日本の高齢化率は29%とモナコに次いで世界で2番目に高く、令和19年には、国民の3人に1人が65歳以上の高齢者になると推計されています。「高齢化=健康で長生きの証」と捉えれば、この流れは歓迎されるはずですが、歓迎とはほど遠い問題が広がり、支える側の意識が大きく問われています。
国連は、10月1日を「国際高齢者デー」と定め、高齢者の権利、高齢者差別や高齢者虐待の撤廃などに対する意識の高まりを求めています。
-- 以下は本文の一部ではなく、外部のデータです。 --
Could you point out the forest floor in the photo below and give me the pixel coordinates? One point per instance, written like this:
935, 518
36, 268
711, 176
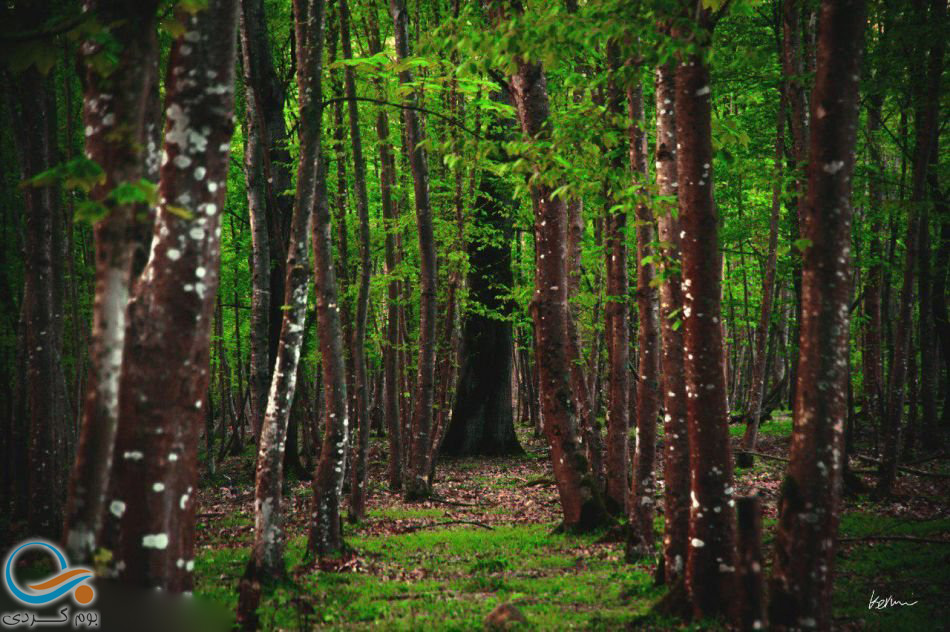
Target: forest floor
488, 539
政府広報が今年の5月に公表した調査の取りまとめによると、「悪徳商法、特殊詐欺の被害」、「劣悪な処遇や虐待」などが、「高齢者に関する人権問題」として広く認識されていることが判明しました。
悪徳商法等の被害は、テレビや自治体の広報による呼び掛け、更には被害の現場となり得る銀行のATMなどあらゆるところで、被害を防ぐ手段を講じていますが、大きな効果は表れていません。「高齢者なら簡単に騙せる」という、人権尊重のかけらもない意識によって、大切な財産を奪い取ってしまう卑劣な行為は、後を絶ちません。
また、高齢者に対する虐待(身体的、心理的、経済的、性的)は、家庭や介護施設などの「現場」で起こっており、深刻さを増しています。これらの背景には、家族の極度な疲弊、被害を受ける側が認知症などによって意思を示せない、などといった実情があり、虐待が表面化しにくいという特徴があります。
これまで長く社会を支えてきた高齢者に敬意を示し、その存在と人権を尊重する意識は、脈々と受け継いでいかなければならないものです。そして、その意識は「いつか自分も通る道」を通りやすくしてくれるはずです。